After noticing what seemed like a significant increase in the number of traffic stops lately in and around the Sarasota area, I decided to do a little research. After all, maybe it’s just me. And even though I haven’t been pulled over myself, it seems like more and more often I’m hearing in random conversations about people getting pulled over.
It turns out that in the midst of a statewide budget crunch, lawmakers in the State of Florida are expecting an extra $32.5 Million in 2009 thanks to increased traffic fines.
So… tourism is down. The housing market is in the toilet. Business is suffering. Here’s a thought: let’s extract it from the taxpayers without calling it a tax.
So… State and local governments do what they’re incentivized to do: adjust their levels of roadside fundraising.

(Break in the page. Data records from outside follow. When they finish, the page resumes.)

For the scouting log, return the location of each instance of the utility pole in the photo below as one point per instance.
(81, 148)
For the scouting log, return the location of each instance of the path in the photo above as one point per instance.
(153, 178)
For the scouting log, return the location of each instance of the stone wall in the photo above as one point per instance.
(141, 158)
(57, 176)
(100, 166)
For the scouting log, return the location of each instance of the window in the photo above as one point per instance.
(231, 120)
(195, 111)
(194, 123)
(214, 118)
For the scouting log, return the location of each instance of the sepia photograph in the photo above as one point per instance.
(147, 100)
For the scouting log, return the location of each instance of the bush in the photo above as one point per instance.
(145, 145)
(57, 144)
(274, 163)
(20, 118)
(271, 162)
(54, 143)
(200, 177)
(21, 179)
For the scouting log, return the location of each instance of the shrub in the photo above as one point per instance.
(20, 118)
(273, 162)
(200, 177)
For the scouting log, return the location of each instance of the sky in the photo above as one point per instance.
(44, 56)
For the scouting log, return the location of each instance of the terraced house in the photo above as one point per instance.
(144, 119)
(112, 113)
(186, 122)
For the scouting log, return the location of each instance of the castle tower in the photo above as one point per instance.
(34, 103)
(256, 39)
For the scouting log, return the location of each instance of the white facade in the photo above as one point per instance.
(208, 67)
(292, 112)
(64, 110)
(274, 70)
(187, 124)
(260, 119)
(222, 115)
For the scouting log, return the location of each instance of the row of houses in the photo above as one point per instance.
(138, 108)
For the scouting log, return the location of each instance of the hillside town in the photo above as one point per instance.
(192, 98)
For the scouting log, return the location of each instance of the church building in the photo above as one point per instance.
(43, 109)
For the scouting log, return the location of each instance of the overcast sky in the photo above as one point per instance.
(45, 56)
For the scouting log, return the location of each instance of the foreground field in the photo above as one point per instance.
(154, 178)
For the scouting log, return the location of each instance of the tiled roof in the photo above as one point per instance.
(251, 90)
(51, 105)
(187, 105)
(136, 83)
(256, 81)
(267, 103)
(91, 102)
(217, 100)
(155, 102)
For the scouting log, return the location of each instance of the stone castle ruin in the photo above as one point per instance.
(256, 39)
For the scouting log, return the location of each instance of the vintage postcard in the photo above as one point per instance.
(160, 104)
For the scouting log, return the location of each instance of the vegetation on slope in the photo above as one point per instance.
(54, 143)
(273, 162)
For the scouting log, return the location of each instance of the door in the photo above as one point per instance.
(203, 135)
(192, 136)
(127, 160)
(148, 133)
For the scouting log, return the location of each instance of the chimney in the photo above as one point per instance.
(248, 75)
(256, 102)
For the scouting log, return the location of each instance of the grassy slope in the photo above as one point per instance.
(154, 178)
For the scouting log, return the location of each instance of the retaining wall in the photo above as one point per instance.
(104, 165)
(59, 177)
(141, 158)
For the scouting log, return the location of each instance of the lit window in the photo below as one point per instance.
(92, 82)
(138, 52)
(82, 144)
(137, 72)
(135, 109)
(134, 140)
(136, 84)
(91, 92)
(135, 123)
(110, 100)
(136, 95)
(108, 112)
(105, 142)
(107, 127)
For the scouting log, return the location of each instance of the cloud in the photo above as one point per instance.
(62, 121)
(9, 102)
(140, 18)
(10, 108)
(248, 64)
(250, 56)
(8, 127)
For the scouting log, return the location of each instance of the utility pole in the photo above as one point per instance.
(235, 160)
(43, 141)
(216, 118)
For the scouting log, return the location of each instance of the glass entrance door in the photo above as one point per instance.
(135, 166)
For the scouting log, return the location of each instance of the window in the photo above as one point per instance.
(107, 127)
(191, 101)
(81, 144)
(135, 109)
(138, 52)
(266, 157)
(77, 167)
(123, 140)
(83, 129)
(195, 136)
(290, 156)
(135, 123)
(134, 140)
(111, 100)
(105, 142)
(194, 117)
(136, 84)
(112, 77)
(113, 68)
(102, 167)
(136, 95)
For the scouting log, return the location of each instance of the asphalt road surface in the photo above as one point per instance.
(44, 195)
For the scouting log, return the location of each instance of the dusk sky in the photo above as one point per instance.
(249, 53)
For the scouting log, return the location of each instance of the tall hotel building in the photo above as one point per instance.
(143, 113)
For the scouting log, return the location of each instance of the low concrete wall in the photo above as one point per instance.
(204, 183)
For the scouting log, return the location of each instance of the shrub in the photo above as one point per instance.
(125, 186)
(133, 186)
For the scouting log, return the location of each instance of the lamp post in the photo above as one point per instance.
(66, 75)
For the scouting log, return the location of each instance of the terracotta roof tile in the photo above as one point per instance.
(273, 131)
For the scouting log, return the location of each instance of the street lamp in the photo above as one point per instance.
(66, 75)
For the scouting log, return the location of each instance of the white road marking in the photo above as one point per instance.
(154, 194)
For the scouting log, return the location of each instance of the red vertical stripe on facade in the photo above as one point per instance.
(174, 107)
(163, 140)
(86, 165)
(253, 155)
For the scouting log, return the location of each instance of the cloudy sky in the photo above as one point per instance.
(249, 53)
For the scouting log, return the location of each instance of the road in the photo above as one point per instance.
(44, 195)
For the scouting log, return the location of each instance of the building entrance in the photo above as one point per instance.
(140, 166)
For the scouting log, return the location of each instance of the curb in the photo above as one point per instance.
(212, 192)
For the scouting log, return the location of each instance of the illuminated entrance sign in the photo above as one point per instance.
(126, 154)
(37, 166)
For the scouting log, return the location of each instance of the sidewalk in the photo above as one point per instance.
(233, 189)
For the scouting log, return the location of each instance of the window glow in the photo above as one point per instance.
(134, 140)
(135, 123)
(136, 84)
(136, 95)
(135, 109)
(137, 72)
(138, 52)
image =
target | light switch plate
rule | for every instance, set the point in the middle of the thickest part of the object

Is there a conspiracy to do this? Probably not. But who needs a conspiracy? There’s a wide-open fundraising channel that appears to be underutilized. Every municipality and county that is getting squeezed will naturally gravitate towards it.
So this brings up a fundamental question:
Is speeding a public safety issue or isn’t it?
After all, if all of us decided tomorrow that it really represented such a fantastic risk to our well-being and we decided to stop speeding, public safety officials would be thrilled, right?
Wrong. Your driving behavior helps make up for budget shortfalls.
As with all other “sin” taxes, what we forget is that we, the people, have put ourselves in the speeding business. We are now, as a society, financially dependent–at least partially–on something that is supposed to be a danger to us all.
But of course we don’t really believe it’s dangerous. Sure… the testosterone-crazed teenage male with a freshly-minted driver’s license flying through a school zone at 100 mph is dangerous. And naturally, they take his license and lock him up.
But the soccer Mom who’s not paying attention to her speedometer as she races from one place to another… is she really a public safety hazard? Probably not.
But she’s a great target for a fundraising effort… one that makes her feel stupid and ashamed. One that carries a gun. One that distracts law enforcement officers from fighting crime and turns them into monkey grinders.
And, as unintended consequences do, this one multiplies. Now we have multiple law enforcement officers gathering in one place to pull over the drivers who don’t move over while their colleagues are performing their sideshow.
And of course, this fundraising activity is dangerous… not because the State has decided that speeding drivers are a scourge that must be stopped, but because the State has chosen to keep its law enforcement officers in harm’s way to extract additional money from the drivers.
You might call me a cynic.
But I remember owning a 1974 Chevrolet Caprice Classic. It was already an “antique” (as automobiles go) when I bought it, mind you. But that car had something unique that the 1973 model did not have: a catalytic converter. Why? Because someone, somewhere decided that automobiles were creating too much pollution. So the Federal government mandated these devices to reduce pollution. Simple solution to a problem that was harmful to society. Require the automakers to put a device on the cars to reduce the problem.
When was the governor invented?
I rest my case.
So… if the State of Florida (and the local counties and municipalities) want to tax drivers whose speeds creep up, fine. But let’s call it what it is: a road tax. Let’s kill this whole “public safety” charade. What a joke.
It’ll probably make the officers who really are concerned about your safety on the roads feel a lot better about their jobs. After all, the people they report to are certainly incentivized to keep you driving “dangerously.”